The Abraham Park Kenneth Vine Collection
- Established: November, 1998
- Location: 150-15 Oryu 2-dong, Guro-gu, Seoul, South Korea
- Coordinates: 37°29′31.05″N 126°50′38.67″E﻿ / ﻿37.4919583°N 126.8440750°E
- Type: Biblical History Museum
- Collection size: 2,000 artefacts
- Director: Young-rok Kim
- Website: apm.or.kr

Korean name
- Hangul: 평강성서유물박물관
- Revised Romanization: Pyeonggang Seongseo Bakmulgwan
- McCune–Reischauer: Pyongkang Songso Pakmulkwan

= The Abraham Park Kenneth Vine Collection =

Biblical history museum in Seoul, South Korea

The Abraham Park Kenneth Vine Collection, also known as the Pyung Kang Biblical Archaeology Museum, is a privately owned museum established by Rev.
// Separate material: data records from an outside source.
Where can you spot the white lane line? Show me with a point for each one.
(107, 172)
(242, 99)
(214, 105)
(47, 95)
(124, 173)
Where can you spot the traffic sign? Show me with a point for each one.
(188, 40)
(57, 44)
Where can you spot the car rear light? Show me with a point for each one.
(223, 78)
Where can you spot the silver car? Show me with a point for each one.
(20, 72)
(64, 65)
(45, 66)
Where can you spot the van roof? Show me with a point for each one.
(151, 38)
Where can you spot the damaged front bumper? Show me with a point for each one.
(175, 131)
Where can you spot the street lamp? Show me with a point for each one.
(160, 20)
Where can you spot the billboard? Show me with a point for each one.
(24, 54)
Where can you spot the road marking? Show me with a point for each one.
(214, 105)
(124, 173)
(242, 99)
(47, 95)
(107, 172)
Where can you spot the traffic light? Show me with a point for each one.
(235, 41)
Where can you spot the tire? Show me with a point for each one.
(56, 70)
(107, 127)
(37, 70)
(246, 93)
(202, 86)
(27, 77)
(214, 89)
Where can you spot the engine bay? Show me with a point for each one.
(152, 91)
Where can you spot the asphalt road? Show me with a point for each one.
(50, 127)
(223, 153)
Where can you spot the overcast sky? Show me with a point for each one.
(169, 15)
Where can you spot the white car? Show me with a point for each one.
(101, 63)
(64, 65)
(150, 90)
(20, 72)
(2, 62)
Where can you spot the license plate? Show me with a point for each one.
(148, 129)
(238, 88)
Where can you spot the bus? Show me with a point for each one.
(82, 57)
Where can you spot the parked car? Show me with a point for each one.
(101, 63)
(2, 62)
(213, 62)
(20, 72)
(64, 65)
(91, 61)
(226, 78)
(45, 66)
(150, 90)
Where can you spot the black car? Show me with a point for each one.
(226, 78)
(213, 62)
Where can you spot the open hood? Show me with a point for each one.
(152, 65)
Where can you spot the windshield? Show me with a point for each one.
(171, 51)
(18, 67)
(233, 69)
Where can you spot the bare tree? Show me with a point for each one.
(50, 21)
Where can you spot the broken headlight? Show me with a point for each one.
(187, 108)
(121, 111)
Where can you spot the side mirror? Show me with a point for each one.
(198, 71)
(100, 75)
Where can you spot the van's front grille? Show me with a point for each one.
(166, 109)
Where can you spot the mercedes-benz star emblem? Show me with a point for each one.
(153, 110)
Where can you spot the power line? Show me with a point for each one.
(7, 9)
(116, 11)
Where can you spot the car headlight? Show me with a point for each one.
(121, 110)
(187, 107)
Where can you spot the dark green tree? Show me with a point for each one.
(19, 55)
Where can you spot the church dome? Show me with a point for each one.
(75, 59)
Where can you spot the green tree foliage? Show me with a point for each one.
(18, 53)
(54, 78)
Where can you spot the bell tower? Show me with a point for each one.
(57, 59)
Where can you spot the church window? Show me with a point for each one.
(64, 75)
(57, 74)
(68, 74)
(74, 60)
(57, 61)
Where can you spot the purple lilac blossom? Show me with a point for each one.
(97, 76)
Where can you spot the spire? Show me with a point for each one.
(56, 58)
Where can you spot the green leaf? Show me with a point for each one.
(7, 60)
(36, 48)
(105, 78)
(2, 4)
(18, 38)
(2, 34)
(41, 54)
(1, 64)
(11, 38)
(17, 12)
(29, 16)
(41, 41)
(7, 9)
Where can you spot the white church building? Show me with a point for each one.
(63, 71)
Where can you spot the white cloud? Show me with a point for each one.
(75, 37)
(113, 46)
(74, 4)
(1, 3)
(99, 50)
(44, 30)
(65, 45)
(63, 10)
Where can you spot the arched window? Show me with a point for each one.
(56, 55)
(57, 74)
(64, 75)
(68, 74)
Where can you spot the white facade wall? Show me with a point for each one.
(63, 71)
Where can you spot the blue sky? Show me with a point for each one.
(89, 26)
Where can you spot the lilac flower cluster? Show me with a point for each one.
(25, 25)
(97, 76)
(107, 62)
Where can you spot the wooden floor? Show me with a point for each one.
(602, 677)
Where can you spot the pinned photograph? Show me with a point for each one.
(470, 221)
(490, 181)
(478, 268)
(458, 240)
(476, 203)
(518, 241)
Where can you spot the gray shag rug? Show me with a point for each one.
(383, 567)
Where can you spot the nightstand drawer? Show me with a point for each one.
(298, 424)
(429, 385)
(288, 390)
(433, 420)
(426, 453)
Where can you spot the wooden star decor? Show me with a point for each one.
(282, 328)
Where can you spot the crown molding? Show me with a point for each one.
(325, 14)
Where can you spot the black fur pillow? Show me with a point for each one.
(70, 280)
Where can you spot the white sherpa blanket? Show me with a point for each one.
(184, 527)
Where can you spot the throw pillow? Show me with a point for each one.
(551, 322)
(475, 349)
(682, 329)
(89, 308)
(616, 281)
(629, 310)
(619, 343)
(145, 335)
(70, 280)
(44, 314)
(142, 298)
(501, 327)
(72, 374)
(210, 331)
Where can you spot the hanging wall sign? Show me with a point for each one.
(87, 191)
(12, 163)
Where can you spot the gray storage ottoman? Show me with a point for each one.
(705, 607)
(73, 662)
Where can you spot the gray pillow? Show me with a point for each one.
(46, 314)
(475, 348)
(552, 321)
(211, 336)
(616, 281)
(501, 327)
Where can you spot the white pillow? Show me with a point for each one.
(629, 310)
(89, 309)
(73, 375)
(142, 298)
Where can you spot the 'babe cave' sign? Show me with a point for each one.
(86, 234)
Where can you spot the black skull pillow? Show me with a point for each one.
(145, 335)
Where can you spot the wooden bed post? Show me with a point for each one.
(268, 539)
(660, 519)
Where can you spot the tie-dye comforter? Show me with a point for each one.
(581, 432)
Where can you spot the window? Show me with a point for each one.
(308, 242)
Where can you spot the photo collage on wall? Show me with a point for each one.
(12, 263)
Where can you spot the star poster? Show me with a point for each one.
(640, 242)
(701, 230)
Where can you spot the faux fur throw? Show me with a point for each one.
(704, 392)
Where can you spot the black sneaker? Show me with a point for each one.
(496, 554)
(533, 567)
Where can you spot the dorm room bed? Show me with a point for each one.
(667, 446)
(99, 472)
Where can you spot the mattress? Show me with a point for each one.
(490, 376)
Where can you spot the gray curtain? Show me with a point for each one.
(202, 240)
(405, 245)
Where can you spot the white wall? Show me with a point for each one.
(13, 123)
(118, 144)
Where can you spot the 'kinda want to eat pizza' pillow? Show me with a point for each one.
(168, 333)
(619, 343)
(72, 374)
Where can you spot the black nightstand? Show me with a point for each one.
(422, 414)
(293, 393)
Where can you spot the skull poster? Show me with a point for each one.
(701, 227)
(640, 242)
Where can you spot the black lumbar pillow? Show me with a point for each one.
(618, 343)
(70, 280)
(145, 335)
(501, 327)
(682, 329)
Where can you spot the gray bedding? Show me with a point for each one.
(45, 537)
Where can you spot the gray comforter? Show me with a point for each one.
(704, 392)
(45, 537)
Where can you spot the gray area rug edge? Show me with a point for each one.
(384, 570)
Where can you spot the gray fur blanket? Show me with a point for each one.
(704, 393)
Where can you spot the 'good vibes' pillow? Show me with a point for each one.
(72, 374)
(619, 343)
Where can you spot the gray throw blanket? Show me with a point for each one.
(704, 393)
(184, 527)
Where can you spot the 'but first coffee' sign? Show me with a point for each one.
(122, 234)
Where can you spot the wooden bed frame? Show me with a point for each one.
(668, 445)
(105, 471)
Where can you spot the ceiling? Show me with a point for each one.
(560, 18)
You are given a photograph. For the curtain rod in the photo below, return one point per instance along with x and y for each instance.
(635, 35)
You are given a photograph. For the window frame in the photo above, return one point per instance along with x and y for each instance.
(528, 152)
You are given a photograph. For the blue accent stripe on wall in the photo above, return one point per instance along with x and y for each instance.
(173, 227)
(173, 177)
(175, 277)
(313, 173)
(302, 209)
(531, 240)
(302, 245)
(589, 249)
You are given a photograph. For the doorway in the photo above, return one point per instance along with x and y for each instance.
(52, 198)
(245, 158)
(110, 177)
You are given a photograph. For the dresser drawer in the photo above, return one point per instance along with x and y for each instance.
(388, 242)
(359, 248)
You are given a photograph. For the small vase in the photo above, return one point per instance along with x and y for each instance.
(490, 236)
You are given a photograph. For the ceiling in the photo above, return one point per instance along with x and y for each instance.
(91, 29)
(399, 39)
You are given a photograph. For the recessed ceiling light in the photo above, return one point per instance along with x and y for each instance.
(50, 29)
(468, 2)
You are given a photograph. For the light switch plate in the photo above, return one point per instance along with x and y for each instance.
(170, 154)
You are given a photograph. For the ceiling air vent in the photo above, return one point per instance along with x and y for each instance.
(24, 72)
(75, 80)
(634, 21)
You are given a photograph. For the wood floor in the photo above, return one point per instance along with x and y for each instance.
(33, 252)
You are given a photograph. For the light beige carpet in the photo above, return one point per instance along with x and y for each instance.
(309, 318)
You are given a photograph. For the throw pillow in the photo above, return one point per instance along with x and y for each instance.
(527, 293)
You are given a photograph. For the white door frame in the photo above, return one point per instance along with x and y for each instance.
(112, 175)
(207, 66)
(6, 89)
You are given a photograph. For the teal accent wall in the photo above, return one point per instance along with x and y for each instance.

Abraham Yoon-sik Park, the senior pastor of Pyungkang Cheil Presbyterian Church and the author of the History of Redemption Series and Dr Kenneth Vine, an American biblical archaeologist and former president of Loma Linda University, California, United States. It is currently situated in Oryu-dong, Guro-gu, Seoul, South Korea, adjacent to Pyungkang Cheil Presbyterian Church.

==History==
The museum first opened to the public in November 1998. Kenneth Vine initially planned on giving his collection to his only son, but his son died in a car accident. Vine then donated his collection of artefacts to the founder of Pyungkang Cheil Presbyterian Church, Abraham Yoon-sik Park. Together, they established The Abraham Park Kenneth Vine Collection, next to Pyungkang Cheil Presbyterian Church.

The Abraham Park Kenneth Vine Collection has exhibits themed around religion and archaeology. It has a collection of Egyptian and Middle Eastern artifacts.